Em sua “maionese conspiratória”, o jornalista Mauro Malin faz um esforço hercúleo de retórica para desqualificar os “neocríticos” da mídia, especialmente os leitores do OI, que têm comentado com muita ênfase a insuficiência da crítica dos eminentes observadores, salvo raríssimas exceções.
Sua “navegação” parte de uma “premissa-embuste”: de que a mídia é “uma instância de poder não-eleita”. Por isso, pode se comportar naturalmente como um “partido político”, à revelia da sociedade, acima do bem e do mal. Ora, meu caro, é exatamente por ser um serviço público (no caso das emissoras de radiodifusão, concessões públicas) que a mídia deveria pautar seu comportamento por outros parâmetros, para além do negócio: democracia, equilíbrio de enquadramento, honestidade e pluralidade de fontes.
Num rápido olhar de “observador neófito”, que aprendeu a exercitar essa visão com caras como Malin, que merece todo nosso respeito, posso afirmar que a imprensa – como instituição – passou longe, muito longe disso. À exceção de CartaCapital, que declarou seu “voto” em Lula, a grande mídia impressa e eletrônica, em geral, fez uma opção de “produção de sentidos” de via única, sempre a alimentar a imagem de uma candidatura na corrida presidencial, no caso a do ex-governador Geraldo Alckmin. Isto é fato. Ponto. Os dados publicados pelo Laboratório de Pesquisas em Comunicação Política e Opinião Pública sobre a cobertura das eleições 2006 atestam isso (http://doxa.iuperj.br/).
Independentemente de desventuras, equívocos e outras “lambanças” dos petistas, não lembro, nestes últimos 16 anos, de ter presenciado algo similar.
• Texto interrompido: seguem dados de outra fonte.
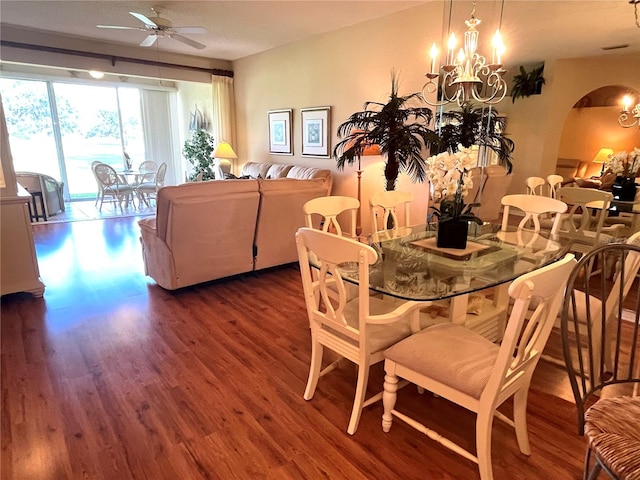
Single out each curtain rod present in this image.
[0,40,233,78]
A utilização das fotos ilegalmente obtidas por uma fonte interessadíssima no jogo (que pediu publicação no JN para “compensar” a colaboração, como relatou o jornalista Luiz Carlos Azenha em seu blog, na “boca” da eleição, revelou-se arma mortal na trama urdida pelo “dossiegate”: cobertura embalada pelo combate ao candidato-presidente, “vitaminada” pela sua ausência no debate (não lembro da mesma mídia “tugindo” ou “mugindo” contra a ausência de FHC, em 1998) e, no ato final, a divulgação das fotos repassadas por fonte “credenciada” (na opinião do observador-mor, Alberto Dines). Aliás, bem lembrado pelo leitor deste OI Sr. Jorge Xavier: o episódio que envolve a participação do delegado Edmilson Bruno rapidamente “sumiu” de telas e páginas da mídia. Ficaram César Tralli e sua patética entrevista a perguntar se Bruno recebera algum dinheiro pela divulgação…
“Receita” de bolo
Outro equívoco profundo da análise de Malin é comparar a importância e o impacto social da mídia em tempos históricos tão distintos. Tanto pelo acesso da população às fontes de informação quanto pelo “tamanho do bumbo da mídia” contemporânea, não é preciso muito esforço intelectual para constatar-se a abissal diferença entre os tempos de JK, Getúlio, Lacerda e os dias de hoje. Nem anjos, tampouco demônios, os “barões” da mídia são empresários que defendem seus interesses imediatos (time is money), e de maneira aguerrida seus candidatos. Na disputa Lula x Serra, em 2002, o Estadão teve pelo menos a decência de se posicionar publicamente.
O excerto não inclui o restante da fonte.